Le 45è Festival de Piano aux Jacobins ne faillit pas depuis son premier récital donné le jeudi 5 septembre. Il vous attend sur dix-sept dates jusqu’au lundi 30 pour se clore avec Béatrice Rana.
Mais si vous êtes grand amateur de Frédéric Chopin, « LE très grand pianiste » écrira Samson François, et plus particulièrement de sa Sonate n°3 op. 58, vous pourrez comparer deux exécutions, l’une le mardi 17 par Vadym Kholodenko, l’autre quelques jours plus tard, le jeudi 26 par Isata Kanneh-Mason. Les deux nous offrent des programmes impressionnants, la Sonate en constituant la conclusion. Le premier, ukrainien, nourri de la grande tradition russe, vainqueur d’un des concours parmi les plus prestigieux, le Van Cliburn en 2013, Vadym Kholodenko fascine par la richesse et la force d’un imaginaire qui renouvelle l’approche des opus les plus célèbres tout en proposant des pages plus rares en concert de Byrd ou Saariaho. Il est présent ici pour la troisième fois.
Pour Isata, c’est une première. Elle vient avec un programme dense très diversifié dans lequel on remarque des pages de Clara Schumann et Sofia Goubaïdoulina, mais encore de Nielsen ou de Joseph Haydn. Anecdotique mais toutefois, assez remarquable, la famille Kanneh-Mason est originaire de Nottingham et doit sa réputation au violoncelliste prodige Sheku Kanneh-Mason (né en 1999), distingué par un début de carrière prometteur, couronné par l’insigne de membre de l’Ordre de l’Empire britannique. La famille comprend six autres solistes formés au conservatoire ou à l’Académie royale de musique : Isata (piano), Braimah (violon), Mariatu (violoncelle), Konya et Animata (piano et violon), ainsi que Jenneba (violoncelle et piano). Récompensés individuellement lors de concours, les sept musiciens se produisent en 2019 au Royal Variety Show, le spectacle annuel de la famille royale. Fascinant !
Avant de vous dire quelques mots sur cette fameuse Sonate en si mineur n°3, rappelons que le jeudi 12, Arielle Beck vous interprètera les trois Impromptus et la Barcarolle et le lendemain, vendredi 13, Nathanaël Gouin, les Quatre Scherzos.
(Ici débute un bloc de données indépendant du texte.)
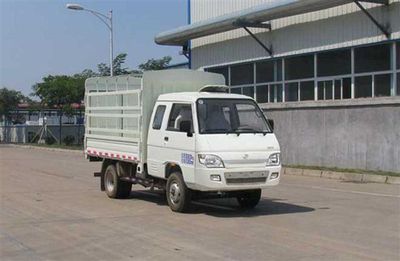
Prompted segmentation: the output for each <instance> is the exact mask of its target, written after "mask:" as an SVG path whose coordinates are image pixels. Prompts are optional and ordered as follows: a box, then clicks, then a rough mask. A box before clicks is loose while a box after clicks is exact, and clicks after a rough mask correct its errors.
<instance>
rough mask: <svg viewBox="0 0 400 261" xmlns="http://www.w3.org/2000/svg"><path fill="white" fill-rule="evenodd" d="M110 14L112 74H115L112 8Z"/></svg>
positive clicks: (111, 62) (110, 61)
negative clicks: (114, 63)
mask: <svg viewBox="0 0 400 261" xmlns="http://www.w3.org/2000/svg"><path fill="white" fill-rule="evenodd" d="M109 16H110V18H109V19H110V75H111V76H114V63H113V57H114V54H113V52H114V40H113V37H114V36H113V24H112V10H110V12H109Z"/></svg>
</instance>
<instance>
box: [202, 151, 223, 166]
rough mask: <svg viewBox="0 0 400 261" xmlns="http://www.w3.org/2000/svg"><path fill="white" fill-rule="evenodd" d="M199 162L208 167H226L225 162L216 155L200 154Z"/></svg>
mask: <svg viewBox="0 0 400 261" xmlns="http://www.w3.org/2000/svg"><path fill="white" fill-rule="evenodd" d="M199 162H200V164H203V165H204V166H206V167H207V168H224V167H225V166H224V162H223V161H222V159H221V158H220V157H218V156H216V155H210V154H199Z"/></svg>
Revenons à cette Sonate n° 3. Cinq années seulement, 1840 pour l’une et 1845 pour la n°3 séparent la publication de l’opus 35 de celle de l’opus 58, cinq années qui correspondent à l’évolution ultime du style du grand musicien polonais qui aura consacré sa vie au piano (1810-1849). Si l’une est à rapprocher du romantisme fulgurant, tourmenté, à son apogée en cette première moitié du XIXè, la deuxième est déjà plus maîtrisée, se situant dans un climat plus apaisé. Aux orages succède un ciel serein, plus lumineux. Au-delà du romantisme s’établit comme un climat plus classique mais toujours parsemé d’étoiles filantes plus ou moins nombreuses toujours fort romantiques. Autant dire que l’une comme l’autre de ces deux sonates dégagent autan d’émotion.
Au triomphe de la mort de la n°2, livrée aux ténèbres, aux puissances d’en bas, la Sonate en si mineur, op. 58 propose dès le premier mouvement une profusion d’idées, un brin déstabilisante, et puis, on repère soudain des mélodies radieuses, d’une vocalité surprenante. L’œuvre dans sa globalité chante beaucoup. Elle oppose l’affirmation de la vitalité et du chant harmonieux – Allegro maestoso –, de la grâce avec ses prestes miroitements – Scherzo molto vivace – de la rayonnante beauté dont la contemplation remplit l’âme de mélancolie – Largo – et conclut avec une robuste exaltation – Presto non tanto -. En un mot, ou deux, l’opus 58 resplendit de vie, d’énergie, de lumière, et est très exigeante pour le pianiste sur le plan physique dans le finale ! Durée, environ 32 minutes.